THE Ecclesiastical Committee of Parliament is expected to send the draft Clergy Conduct Measure (CCM) back to the General Synod for further consideration rather than approve its passage into law.
As it went to press, the Church Times understood that the Measure had been rejected as “not expedient”, on the basis, primarily, of concerns about the default expectation in the CCM that tribunal hearings would be held in private.
The publication of a report confirming the parliamentary decision and setting out the reasons behind it was expected yesterday.
Questions about this aspect of the CCM were raised in an evidence session in June, when the committee of peers and MPs questioned the Bishop of Chichester, Dr Martin Warner, the Synod’s Deputy Legal Adviser, Edward Dobson, and a member of the Measure’s steering committee, Canon Kate Wharton (News, 13 June).

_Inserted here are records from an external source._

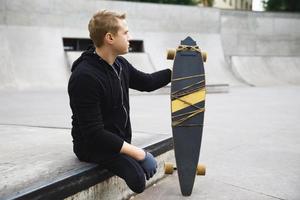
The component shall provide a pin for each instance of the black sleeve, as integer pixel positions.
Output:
(85, 102)
(148, 82)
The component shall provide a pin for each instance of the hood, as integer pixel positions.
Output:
(88, 53)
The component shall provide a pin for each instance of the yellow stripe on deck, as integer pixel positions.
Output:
(188, 100)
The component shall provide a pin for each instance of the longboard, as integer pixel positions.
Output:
(187, 106)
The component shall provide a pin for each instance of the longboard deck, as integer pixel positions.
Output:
(187, 105)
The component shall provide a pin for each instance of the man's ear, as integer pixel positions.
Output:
(109, 38)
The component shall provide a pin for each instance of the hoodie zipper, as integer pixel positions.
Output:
(119, 77)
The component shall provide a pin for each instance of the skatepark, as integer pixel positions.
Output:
(251, 141)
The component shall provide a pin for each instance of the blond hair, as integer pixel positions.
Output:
(103, 22)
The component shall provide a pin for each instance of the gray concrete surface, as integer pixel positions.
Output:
(223, 34)
(251, 144)
(37, 145)
(267, 70)
(251, 148)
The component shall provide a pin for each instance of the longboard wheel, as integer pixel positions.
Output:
(171, 54)
(169, 168)
(204, 56)
(201, 170)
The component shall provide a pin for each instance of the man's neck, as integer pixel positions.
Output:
(106, 55)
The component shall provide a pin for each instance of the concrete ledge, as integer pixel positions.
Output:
(93, 181)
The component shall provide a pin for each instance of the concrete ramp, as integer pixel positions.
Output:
(31, 58)
(267, 71)
(217, 70)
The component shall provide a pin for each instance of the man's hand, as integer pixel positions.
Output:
(149, 165)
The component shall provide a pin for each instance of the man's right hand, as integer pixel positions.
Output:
(149, 165)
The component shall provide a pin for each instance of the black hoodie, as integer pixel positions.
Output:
(100, 103)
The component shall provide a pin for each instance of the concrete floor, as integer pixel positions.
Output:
(251, 148)
(251, 143)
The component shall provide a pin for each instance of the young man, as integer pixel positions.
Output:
(98, 91)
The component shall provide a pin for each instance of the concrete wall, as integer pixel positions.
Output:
(223, 34)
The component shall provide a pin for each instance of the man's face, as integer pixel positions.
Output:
(121, 39)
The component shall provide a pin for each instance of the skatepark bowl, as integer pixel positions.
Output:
(251, 140)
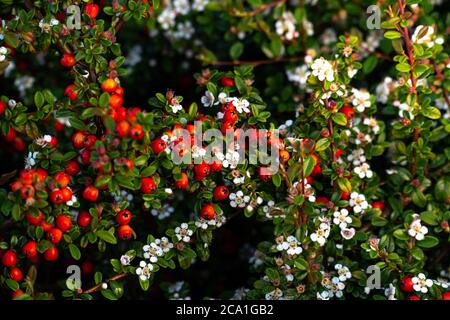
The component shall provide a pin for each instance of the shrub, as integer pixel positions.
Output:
(351, 200)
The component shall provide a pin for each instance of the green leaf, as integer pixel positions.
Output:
(428, 242)
(344, 184)
(392, 34)
(103, 101)
(39, 99)
(339, 118)
(403, 67)
(432, 113)
(74, 251)
(401, 234)
(108, 294)
(308, 166)
(106, 236)
(322, 144)
(236, 50)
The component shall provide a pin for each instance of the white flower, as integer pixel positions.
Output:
(30, 160)
(358, 202)
(321, 234)
(426, 38)
(357, 156)
(372, 123)
(125, 260)
(361, 99)
(285, 26)
(421, 283)
(405, 109)
(241, 105)
(341, 218)
(144, 271)
(343, 272)
(152, 252)
(199, 5)
(183, 232)
(299, 75)
(322, 69)
(238, 199)
(274, 295)
(176, 108)
(416, 230)
(167, 18)
(208, 99)
(164, 244)
(291, 246)
(347, 233)
(363, 171)
(181, 6)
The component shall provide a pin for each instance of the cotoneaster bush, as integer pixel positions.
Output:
(358, 119)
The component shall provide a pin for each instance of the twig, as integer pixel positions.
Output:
(255, 62)
(254, 12)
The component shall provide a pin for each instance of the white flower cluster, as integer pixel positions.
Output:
(291, 245)
(183, 232)
(286, 26)
(416, 229)
(204, 224)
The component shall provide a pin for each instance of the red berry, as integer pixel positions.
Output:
(30, 249)
(51, 254)
(378, 204)
(348, 112)
(148, 185)
(62, 179)
(202, 170)
(15, 274)
(34, 220)
(265, 174)
(72, 168)
(54, 235)
(70, 92)
(158, 145)
(122, 128)
(9, 259)
(68, 60)
(124, 217)
(26, 176)
(115, 101)
(406, 284)
(136, 132)
(227, 82)
(125, 232)
(91, 10)
(221, 192)
(109, 85)
(2, 107)
(27, 192)
(56, 196)
(183, 182)
(207, 211)
(90, 193)
(63, 222)
(84, 219)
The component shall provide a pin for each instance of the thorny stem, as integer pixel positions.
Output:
(255, 62)
(99, 286)
(254, 12)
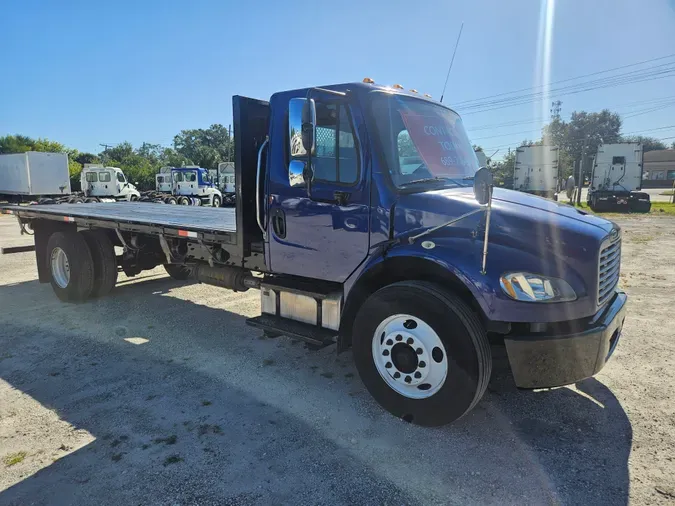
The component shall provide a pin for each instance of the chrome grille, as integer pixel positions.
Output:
(608, 268)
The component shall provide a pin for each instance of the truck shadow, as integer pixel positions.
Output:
(206, 411)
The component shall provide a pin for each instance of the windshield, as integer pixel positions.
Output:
(423, 142)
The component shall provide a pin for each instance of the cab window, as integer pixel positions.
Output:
(336, 158)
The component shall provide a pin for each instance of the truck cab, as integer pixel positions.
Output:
(195, 182)
(363, 218)
(164, 182)
(616, 179)
(107, 182)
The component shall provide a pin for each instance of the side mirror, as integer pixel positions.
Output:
(301, 126)
(296, 173)
(482, 185)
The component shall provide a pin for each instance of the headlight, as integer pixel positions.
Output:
(528, 287)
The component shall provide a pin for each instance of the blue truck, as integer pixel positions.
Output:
(361, 219)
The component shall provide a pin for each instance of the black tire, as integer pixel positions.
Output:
(466, 347)
(178, 272)
(105, 263)
(81, 280)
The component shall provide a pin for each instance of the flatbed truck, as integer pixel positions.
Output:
(416, 267)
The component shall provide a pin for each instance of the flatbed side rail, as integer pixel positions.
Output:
(124, 225)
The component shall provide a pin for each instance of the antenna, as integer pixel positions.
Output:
(452, 60)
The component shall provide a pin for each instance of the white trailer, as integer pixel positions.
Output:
(616, 179)
(535, 170)
(24, 176)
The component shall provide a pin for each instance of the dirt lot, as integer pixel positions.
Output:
(160, 394)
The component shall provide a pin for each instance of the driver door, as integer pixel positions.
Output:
(323, 234)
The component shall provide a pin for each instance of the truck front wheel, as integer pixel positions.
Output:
(71, 266)
(421, 352)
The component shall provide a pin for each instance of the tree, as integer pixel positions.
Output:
(648, 143)
(581, 136)
(16, 144)
(205, 147)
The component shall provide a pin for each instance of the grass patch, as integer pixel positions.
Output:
(657, 208)
(14, 458)
(171, 440)
(172, 459)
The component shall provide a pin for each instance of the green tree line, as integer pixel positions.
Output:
(578, 139)
(204, 147)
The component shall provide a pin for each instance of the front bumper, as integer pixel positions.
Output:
(540, 361)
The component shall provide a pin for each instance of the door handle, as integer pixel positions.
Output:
(342, 198)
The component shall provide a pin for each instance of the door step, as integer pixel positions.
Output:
(315, 337)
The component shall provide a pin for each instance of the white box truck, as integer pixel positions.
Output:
(616, 179)
(535, 170)
(25, 176)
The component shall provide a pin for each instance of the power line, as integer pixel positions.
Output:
(619, 80)
(567, 80)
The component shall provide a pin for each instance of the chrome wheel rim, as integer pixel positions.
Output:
(410, 356)
(60, 267)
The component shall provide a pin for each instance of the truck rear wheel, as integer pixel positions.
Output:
(179, 272)
(71, 266)
(421, 352)
(105, 263)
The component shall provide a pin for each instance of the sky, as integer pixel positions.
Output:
(89, 73)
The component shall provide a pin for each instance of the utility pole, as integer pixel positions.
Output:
(555, 110)
(581, 174)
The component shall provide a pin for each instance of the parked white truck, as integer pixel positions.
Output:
(616, 179)
(33, 175)
(535, 170)
(100, 183)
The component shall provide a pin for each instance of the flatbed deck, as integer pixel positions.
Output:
(207, 221)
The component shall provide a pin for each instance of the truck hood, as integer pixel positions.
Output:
(435, 207)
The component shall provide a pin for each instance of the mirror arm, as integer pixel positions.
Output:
(413, 238)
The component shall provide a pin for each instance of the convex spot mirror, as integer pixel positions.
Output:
(482, 185)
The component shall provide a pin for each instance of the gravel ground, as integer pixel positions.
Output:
(160, 394)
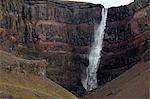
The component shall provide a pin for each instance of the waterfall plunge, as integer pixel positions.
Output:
(89, 82)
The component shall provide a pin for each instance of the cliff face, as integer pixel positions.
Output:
(62, 32)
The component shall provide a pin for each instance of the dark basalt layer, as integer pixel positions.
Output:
(62, 33)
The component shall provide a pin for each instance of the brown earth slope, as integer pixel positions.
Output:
(133, 84)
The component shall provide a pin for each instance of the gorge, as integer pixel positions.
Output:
(90, 80)
(60, 34)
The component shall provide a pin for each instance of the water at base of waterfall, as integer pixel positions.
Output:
(89, 80)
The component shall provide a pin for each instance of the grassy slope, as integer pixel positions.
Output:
(133, 84)
(31, 87)
(28, 86)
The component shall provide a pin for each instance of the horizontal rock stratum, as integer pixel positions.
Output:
(62, 32)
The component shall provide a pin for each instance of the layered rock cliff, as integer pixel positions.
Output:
(62, 33)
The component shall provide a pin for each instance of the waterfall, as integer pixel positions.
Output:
(89, 82)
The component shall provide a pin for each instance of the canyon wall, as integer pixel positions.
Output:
(62, 33)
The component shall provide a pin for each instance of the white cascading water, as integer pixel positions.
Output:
(89, 82)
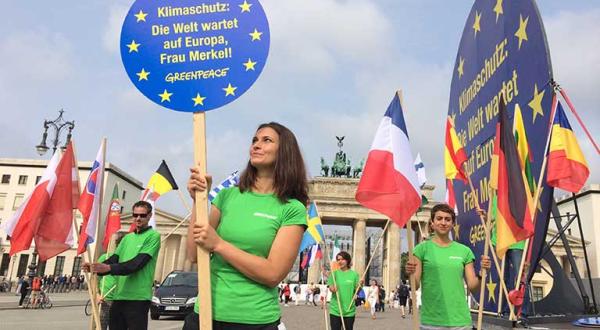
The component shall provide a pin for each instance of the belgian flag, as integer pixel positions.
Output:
(161, 182)
(514, 217)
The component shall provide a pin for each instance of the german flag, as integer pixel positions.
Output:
(161, 182)
(514, 217)
(454, 154)
(567, 168)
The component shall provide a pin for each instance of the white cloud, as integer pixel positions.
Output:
(35, 56)
(112, 35)
(313, 36)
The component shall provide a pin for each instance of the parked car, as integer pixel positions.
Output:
(175, 296)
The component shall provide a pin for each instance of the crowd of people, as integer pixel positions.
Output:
(57, 283)
(254, 232)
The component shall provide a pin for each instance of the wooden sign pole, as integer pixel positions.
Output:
(201, 207)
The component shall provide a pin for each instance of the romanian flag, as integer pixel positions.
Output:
(314, 233)
(454, 154)
(525, 157)
(161, 182)
(514, 217)
(567, 168)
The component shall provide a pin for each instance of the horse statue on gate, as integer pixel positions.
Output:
(324, 167)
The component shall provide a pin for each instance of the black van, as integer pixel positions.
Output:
(175, 296)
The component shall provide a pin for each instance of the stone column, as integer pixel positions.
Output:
(393, 257)
(158, 275)
(181, 252)
(358, 245)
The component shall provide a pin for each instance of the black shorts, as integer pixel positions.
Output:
(403, 301)
(192, 322)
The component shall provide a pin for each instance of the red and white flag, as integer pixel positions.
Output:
(55, 231)
(389, 183)
(24, 223)
(89, 202)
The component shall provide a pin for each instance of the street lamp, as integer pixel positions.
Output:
(58, 124)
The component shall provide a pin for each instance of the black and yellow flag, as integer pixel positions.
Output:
(161, 182)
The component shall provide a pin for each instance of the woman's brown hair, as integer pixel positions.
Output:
(289, 177)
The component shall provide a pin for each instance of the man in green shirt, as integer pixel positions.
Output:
(342, 288)
(133, 265)
(107, 284)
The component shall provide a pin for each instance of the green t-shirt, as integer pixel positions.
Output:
(347, 282)
(250, 222)
(444, 302)
(138, 285)
(106, 282)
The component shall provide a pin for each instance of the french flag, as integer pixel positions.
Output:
(389, 183)
(89, 202)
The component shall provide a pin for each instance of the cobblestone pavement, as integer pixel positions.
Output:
(69, 316)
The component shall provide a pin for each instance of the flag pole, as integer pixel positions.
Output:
(568, 100)
(413, 283)
(488, 242)
(185, 204)
(527, 249)
(486, 249)
(325, 302)
(201, 208)
(328, 258)
(176, 227)
(96, 315)
(95, 312)
(362, 277)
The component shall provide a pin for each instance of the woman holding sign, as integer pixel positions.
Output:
(254, 232)
(442, 265)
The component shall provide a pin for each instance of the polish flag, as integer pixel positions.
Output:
(55, 232)
(89, 202)
(24, 223)
(389, 183)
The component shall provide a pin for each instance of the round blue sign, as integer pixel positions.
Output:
(502, 57)
(191, 55)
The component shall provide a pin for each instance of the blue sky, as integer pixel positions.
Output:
(332, 70)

At that hearing, Mr Dobson said that the “starting point” was that evidence was to be taken in private, on the grounds that this would better protect children and young adults, and that the question whether the default should be for public hearings had been considered by the Synod (Synod, 12 July 2024).
The Measure, given final approval in February (News, 14 February), will now have to be considered further. The intention is that it will replace the Clergy Discipline Measure 2003.
Redress Scheme reviewed. The Ecclesiastical Committee took evidence this week on the Measure to introduce the Redress Scheme for abuse survivors, which was finally approved by the Synod in York in July (News, 18 July). Despite the raising of concerns at a hearing on Tuesday about a data breach by the law firm administering the scheme, the Committee is expected to give the Measure the green light to become law.
In August, it was announced that the email addresses of people who had signed up for updates on the scheme had been disclosed in a data breach by Kennedys, the firm administering the scheme (News, 29 August).
The Bishop of Winchester, the Rt Revd Philip Mounstephen, told parliamentarians that the incident had done “untold damage”. He said that he had been “very angry”, but Kennedys had accepted full responsibility and had offered “generous compensation” to those affected (News, 26 September).
“We continue to have confidence in Kennedys, but that is not an unqualified confidence,” he said. A variation to the contract was being negotiated that would ensure processes were checked.
The possibility of terminating the Archbishops’ Council’s contract with Kennedys had been discussed, and survivors had been involved in those conversations, he confirmed. Had the contract been cancelled, it would have delayed implementation of the scheme by about 18 months, he said.
The director of the Archbishops’ Council’s Central Secretariat, Simon Gallagher, acknowledged that survivors had expressed a range of views about whether to remain with Kennedys.
In response to another question, about the scheme’s compatibility with planned governance changes in the Church, which include the replacement of the Archbishops’ Council, Mr Gallagher emphasised that the position of the board overseeing the implementation of the scheme was that they “want to get on with it”.
The operational independence of the scheme had been “misunderstood”, Bishop Mounstephen said. While it was formally overseen by the Archbishops’ Council, Kennedys had been chosen as the administrator of the scheme, and would do so with a high degree of independence.
The fees received by Kennedys, case by case, would be “reasonable”, he said.
Asked by Jonathan Davies MP whether there was a danger that lawyers would be financially incentivised to multiply cases, Bishop Mounstephen said that measures had been put in place to prevent “ambulance-chasers”.
The programme director, Katerina Bashutska, said that the fixed-fee framework that had been agreed with Kennedys would, “hopefully”, protect the Church from “fee-chasing”. Fees would be reviewed in a regular audit.